Hoda répond pour nous à la question « Qu’est-ce qui nourrit ta vie intérieure ? »
Ma vie intérieure est un animal sauvage, indépendant et indomptable. Il me faut l’approcher avec douceur, accueillir l’intensité de sa présence, trouver les moyens de l’apprivoiser tout en sachant que je n’en ferai jamais un animal domestique. Ma vie intérieure n’aime pas le bruit, l’agitation, les mondanités, la vanité, la fatuité et les boutiques sur les autoroutes. Elle leur préfère le silence, la solitude, le ressac des vagues sur la plage, le battement d’ailes d’un oiseau qui s’envole, et les épiciers qui se souviennent de mon nom. Ma vie intérieure m’échappe : je l’invite à mes séances de prière quotidiennes : parfois, elle daigne m’y rejoindre, parfois pas.

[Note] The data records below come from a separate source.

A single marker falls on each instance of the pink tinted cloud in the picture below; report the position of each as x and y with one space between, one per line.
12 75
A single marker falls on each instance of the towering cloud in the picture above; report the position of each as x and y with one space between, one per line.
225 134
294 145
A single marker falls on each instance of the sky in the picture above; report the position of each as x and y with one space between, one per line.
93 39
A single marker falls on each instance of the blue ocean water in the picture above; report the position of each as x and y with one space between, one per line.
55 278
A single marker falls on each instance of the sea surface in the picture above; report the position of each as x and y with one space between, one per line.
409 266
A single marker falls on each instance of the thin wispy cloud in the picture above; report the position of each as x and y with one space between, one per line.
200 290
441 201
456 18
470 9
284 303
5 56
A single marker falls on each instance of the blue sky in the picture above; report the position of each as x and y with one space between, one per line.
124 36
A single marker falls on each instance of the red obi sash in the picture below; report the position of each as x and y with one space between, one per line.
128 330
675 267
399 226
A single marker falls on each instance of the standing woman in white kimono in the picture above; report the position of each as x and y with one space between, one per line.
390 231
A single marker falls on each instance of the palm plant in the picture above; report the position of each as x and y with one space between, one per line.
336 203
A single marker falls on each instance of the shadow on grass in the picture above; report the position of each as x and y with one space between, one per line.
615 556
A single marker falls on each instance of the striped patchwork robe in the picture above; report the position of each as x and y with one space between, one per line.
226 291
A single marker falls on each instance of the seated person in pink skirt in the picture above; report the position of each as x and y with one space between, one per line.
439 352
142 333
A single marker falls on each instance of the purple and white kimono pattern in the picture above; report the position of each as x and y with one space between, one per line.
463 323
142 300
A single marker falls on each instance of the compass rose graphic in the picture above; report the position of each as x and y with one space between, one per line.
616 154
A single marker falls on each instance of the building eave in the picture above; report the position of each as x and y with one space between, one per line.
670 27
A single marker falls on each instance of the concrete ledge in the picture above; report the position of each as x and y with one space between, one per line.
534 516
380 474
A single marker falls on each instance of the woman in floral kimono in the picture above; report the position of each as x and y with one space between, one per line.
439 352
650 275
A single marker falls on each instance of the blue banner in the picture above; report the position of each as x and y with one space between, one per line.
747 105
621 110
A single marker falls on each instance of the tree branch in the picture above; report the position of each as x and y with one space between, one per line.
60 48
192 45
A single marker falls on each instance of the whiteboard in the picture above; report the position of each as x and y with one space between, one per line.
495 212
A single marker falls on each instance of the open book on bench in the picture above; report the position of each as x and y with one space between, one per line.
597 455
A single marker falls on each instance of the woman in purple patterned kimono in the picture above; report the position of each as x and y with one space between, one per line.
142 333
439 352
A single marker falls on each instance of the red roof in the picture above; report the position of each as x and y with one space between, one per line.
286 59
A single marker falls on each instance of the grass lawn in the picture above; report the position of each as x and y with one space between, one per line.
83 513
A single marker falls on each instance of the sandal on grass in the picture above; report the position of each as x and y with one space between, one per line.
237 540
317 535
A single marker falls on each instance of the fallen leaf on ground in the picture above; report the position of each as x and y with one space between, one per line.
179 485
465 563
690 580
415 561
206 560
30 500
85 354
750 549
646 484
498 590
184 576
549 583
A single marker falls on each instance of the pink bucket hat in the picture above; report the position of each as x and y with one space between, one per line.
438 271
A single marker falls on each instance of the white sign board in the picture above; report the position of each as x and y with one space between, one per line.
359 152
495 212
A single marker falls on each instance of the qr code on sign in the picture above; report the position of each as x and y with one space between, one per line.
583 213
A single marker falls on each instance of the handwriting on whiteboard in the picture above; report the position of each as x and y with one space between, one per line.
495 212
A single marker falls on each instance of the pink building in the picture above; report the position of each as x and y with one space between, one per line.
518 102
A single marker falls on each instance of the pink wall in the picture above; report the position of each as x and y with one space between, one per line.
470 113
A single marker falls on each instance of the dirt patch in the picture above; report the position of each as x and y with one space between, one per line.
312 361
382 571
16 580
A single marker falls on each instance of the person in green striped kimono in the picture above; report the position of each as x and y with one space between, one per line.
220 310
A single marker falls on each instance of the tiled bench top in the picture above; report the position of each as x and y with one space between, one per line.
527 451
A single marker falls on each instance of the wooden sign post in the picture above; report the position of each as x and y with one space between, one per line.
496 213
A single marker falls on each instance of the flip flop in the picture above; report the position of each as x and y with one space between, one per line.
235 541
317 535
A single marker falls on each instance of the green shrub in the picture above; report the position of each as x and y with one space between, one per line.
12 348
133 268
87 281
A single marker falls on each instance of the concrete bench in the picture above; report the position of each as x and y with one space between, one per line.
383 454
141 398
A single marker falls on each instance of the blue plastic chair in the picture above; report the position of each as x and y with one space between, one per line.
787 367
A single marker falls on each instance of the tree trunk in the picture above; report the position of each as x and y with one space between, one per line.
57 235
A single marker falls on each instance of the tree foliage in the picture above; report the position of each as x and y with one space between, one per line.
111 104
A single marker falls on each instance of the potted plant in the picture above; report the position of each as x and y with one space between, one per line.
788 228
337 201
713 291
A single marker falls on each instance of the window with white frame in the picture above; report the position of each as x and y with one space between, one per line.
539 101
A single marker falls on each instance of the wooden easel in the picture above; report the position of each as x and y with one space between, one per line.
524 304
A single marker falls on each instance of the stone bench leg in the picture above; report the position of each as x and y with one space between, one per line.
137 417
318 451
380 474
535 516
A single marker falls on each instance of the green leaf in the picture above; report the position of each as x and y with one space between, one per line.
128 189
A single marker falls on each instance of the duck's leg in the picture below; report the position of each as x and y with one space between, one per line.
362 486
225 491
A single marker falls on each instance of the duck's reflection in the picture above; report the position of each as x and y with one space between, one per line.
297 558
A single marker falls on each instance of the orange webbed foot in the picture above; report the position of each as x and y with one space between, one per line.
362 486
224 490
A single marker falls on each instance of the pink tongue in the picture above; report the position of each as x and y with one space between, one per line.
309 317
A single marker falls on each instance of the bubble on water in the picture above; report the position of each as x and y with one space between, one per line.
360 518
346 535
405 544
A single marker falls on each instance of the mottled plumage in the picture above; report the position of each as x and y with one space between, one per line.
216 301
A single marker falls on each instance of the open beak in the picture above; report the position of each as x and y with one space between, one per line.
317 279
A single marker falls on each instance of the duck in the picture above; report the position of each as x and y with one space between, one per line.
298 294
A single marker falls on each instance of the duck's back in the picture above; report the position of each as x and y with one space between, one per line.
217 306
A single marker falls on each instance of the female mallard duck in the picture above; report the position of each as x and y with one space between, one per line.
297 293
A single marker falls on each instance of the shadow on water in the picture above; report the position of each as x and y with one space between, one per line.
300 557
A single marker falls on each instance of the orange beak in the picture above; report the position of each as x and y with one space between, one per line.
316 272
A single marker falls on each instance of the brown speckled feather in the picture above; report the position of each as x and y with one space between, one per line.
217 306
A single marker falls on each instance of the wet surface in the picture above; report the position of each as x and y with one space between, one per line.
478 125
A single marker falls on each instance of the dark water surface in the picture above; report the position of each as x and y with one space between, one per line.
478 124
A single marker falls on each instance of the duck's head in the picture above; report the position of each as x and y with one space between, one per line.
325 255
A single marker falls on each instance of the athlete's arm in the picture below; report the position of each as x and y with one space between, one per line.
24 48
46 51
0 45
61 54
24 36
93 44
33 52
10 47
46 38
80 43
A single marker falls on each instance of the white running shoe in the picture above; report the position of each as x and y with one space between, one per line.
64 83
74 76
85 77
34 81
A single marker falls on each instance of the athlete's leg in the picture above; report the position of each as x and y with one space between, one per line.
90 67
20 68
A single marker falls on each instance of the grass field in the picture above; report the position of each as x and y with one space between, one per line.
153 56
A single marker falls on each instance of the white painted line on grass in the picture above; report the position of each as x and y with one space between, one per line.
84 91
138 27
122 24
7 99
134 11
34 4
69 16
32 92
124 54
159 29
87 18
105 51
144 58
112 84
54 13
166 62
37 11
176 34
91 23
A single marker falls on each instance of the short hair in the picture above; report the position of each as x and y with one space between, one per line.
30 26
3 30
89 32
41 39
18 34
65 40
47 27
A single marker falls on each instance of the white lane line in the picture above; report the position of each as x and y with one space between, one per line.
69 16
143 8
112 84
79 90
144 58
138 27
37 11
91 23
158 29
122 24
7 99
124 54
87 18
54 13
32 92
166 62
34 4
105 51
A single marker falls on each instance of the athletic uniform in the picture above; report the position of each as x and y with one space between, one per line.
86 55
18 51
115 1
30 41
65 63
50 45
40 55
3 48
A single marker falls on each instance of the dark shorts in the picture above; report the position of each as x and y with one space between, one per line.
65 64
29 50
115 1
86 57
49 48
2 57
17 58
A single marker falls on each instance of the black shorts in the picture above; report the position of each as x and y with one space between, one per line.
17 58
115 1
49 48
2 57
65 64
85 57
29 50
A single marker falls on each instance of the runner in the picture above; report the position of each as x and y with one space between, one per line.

Je m’en rapproche quand j’écris. Elle apprécie de voir les mots émerger, former une phrase, redessiner le visage des disparus qui me sont chers, survoler l’agonie sans fin de mon pays, ou évoquer le plaisir d’un « Knéfé » (une pâtisserie libanaise) dégusté sur une terrasse ensoleillée à Beyrouth. Ma vie intérieure admet les contradictions de l’exil et les miennes : elle est assez large pour englober des notions contraires. Elle se montre en revanche intransigeante avec les expressions que je choisis pour écrire. Elle supporte à peine qu’à l’oral je puisse trahir ma pensée, mais à l’écrit, elle est intraitable : « C’est quoi ça ? Recommence ! Tu ne vas pas parler de moi avec ces termes ampoulés ! » Elle m’incite à continuer à chercher le mot juste, la phrase pertinente et quand, enfin, elle et moi sommes d’accord — ce qui est le cas en ce moment — et qu’elle apprécie ce que j’ai écrit, nous passons ensemble un petit moment de complicité, fugace et précieux.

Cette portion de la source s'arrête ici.